7. We cannot accede to the contention that the Court was bound to disregard the tender because it had not been certified to the Court. Neither the second nor the third clause of Section 258 of the Code of Civil Procedure in terms applies to such a case as this, for no actual payment of money was made which could be certified to the Court; but as tender is, for some purposes, equivalent to payment, it may have been the duty of the respondents to inform the Court of the tender. Assuming that Section 258 applies to such a case as this, we consider that the requirements of the section were sufficiently complied with by the respondents.

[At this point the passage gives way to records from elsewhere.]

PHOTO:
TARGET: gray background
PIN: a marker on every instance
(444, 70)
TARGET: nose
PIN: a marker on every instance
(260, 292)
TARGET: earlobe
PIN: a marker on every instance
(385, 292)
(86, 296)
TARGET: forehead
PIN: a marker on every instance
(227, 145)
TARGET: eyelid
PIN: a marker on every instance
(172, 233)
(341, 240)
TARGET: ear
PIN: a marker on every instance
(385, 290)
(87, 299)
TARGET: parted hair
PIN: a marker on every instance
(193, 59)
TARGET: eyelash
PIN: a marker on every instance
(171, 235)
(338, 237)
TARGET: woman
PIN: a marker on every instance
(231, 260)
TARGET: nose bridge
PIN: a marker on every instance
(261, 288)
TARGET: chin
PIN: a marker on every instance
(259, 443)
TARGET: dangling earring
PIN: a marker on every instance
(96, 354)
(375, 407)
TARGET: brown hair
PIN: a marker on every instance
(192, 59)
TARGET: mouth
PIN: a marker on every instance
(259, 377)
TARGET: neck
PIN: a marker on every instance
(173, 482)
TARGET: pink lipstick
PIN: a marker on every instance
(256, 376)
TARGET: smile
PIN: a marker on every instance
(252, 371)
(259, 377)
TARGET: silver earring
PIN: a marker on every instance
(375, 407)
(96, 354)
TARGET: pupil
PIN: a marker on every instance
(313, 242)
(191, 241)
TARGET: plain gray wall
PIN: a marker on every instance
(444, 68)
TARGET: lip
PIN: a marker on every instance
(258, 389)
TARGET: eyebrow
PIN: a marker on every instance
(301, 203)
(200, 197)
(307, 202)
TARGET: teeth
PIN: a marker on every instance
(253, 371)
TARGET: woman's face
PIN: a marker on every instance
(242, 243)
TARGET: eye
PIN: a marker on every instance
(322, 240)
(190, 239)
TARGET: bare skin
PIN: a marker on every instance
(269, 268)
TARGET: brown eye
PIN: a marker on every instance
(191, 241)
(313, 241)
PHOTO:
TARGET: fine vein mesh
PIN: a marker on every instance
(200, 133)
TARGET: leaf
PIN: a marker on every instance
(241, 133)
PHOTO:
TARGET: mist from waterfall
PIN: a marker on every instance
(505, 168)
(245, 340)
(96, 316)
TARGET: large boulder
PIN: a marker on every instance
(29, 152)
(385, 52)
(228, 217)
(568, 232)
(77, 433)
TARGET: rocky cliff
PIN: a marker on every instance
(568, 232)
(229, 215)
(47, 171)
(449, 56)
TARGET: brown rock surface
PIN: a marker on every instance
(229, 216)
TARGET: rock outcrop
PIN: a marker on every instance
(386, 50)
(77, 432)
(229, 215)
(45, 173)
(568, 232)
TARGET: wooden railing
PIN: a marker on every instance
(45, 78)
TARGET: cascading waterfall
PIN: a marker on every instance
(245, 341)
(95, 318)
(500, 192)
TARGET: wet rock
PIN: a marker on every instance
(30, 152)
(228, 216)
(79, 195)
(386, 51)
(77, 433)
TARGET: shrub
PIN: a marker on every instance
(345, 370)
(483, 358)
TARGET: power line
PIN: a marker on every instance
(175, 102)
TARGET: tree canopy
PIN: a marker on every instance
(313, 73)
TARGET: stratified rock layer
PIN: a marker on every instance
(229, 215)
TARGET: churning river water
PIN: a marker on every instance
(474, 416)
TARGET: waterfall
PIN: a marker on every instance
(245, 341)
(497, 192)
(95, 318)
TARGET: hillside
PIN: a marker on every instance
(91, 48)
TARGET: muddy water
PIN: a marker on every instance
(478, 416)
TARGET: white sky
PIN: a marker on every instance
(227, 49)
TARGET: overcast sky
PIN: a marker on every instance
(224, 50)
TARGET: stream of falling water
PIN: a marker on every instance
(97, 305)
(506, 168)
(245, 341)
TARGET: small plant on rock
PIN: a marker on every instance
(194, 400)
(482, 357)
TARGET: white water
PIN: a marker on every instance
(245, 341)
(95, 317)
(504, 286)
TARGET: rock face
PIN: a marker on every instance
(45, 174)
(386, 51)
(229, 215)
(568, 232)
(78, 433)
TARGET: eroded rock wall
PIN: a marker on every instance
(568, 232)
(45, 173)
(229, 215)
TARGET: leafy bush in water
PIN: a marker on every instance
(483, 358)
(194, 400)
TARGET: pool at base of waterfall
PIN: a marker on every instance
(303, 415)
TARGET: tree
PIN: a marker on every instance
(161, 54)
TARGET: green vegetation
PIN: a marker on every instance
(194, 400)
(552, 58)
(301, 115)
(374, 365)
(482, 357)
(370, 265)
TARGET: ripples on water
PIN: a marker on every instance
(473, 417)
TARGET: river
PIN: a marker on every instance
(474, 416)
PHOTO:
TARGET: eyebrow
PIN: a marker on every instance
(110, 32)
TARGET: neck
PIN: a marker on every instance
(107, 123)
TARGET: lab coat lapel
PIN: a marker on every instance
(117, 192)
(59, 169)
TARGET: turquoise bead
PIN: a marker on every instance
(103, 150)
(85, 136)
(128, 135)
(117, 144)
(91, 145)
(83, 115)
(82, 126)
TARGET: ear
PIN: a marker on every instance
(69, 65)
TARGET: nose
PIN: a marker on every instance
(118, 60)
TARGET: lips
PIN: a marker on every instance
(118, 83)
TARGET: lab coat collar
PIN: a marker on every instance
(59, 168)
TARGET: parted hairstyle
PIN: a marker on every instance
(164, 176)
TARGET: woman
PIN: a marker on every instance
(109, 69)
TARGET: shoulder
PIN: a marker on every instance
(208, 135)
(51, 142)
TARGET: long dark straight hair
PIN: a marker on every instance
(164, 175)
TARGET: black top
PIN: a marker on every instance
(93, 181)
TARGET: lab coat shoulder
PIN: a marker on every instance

They had 90 days within which to inform the Court of the tender having been made. They filed a petition well within that time in answer to the appellant's application for execution. In it they stated what had taken place, and asked that the application for execution might be rejected. It is true that they did act ask for the issue of a notice to the appellants, as required by the section, but, in fact, notice was served upon 'the appellants' pleader. If, along with their petition of objections, the respondents had filed a separate application, expressly referring to Section 258, it would obviously have been the duty of the Court to decide, first, whether a valid tender had been made. A finding in the affirmative would have been equivalent' for the purposes of this case to recording a payment as certified. The Court would then have taken up the application for execution, and would have been bound to reject it in persuade of its finding that a valid tender, equivalent to payment, had been made. In the present case there was only one proceeding, but this can make no difference. In our opinion there is nothing in Section 253 which prevented the Court from trying the question whether a valid tender was made, or from giving effect to its finding that a valid tender was made. We dismiss this appeal with costs.